Paulo José Cunha
"Quando a gente tenta
de toda maneira
dele se guardar
sentimento ilhado,
morto e amordaçado
volta a incomodar"
Trecho de "Revelação", de Clodo e Clésio
Lá nos anos 70, quando nós ainda sabíamos caminhar sobre as nuvens, toda vez que os meninos do Piauí iam lançar um disco levavam a fita demo pra gente ouvir em primeira mão lá em casa. Fatinha fazia uns tira-gostos, a gente bebia uma cachacinha e o bolachão estava batizado. Uma vez, embriagados até o deslimite da embriaguez, vimos o fantasma de Torquato Neto passando da sala pra cozinha. Outra vez a americana Ellen, que morava no apartamento de cima e havia chegado, atraída pela algazarra, resolveu provar cachaça e plantou bananeira no meio da sala até vir abaixo, num estrondo que acordou metade da Asa Norte, enquanto ríamos de sua falta de jeito com a bebida mais nacional do Brasil.
Foi assim com "São Piauí", o primeiro bolachão deles. E o "batismo" regado a cachaça Mangueira e boa conversa se repetiu pelos demais discos, virou uma espécie de ritual, uma simpatia pra que tudo desse certo. E dava. Até que me separei da Fatinha. Até que eles se separaram, cada um com sua carreira solo. Até que nos reencontramos, todos, na Fac-UnB, dando aulas, tomando café nos intervalos, rindo de nós mesmos. Naquela época, num artigo escrito sobre "São Piauí" para o Correio Braziliense eu me referia ao Clésio como "aquele menino bom".

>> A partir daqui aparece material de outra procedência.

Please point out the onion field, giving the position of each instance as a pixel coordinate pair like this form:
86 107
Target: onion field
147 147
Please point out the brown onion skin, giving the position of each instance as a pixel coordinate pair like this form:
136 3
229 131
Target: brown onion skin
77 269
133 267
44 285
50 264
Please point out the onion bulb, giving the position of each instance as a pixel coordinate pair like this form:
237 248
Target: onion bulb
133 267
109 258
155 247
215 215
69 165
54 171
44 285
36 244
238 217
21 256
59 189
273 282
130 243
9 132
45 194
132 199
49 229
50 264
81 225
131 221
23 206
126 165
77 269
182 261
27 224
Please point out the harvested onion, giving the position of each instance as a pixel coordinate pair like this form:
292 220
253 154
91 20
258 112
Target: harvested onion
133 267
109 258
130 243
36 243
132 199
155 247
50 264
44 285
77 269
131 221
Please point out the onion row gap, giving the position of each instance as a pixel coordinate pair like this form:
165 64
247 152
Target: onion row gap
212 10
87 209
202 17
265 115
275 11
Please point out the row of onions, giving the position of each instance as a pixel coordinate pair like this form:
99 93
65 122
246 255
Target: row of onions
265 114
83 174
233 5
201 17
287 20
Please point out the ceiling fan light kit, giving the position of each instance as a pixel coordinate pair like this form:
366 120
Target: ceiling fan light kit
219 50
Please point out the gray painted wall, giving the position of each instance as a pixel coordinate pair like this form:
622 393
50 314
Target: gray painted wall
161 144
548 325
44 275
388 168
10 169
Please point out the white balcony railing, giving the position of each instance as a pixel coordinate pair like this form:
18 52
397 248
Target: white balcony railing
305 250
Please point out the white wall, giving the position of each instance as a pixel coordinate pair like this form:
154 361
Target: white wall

E assim foi que ele se guardou em mim: um menino bom, de riso franco, eternamente com aquele cigarrinho no canto da boca, a barba rala, os olhos miúdos, sagazes, atrás dos óculos. E uma sensibilidade destamanho, expressa nas letras de simplicidade marcante. E a voz do Clésio? Pequena e claudicante, mas ele não forçava nada, mantinha-se nos limites de suas possibilidades (como Nara Leão).
A cada encontro ou reencontro, a efusão de alegria, a festa do abraço, a explosão do bem-querer.
É.
O planeta ficou um tantinho menor, sem aquele menino bom.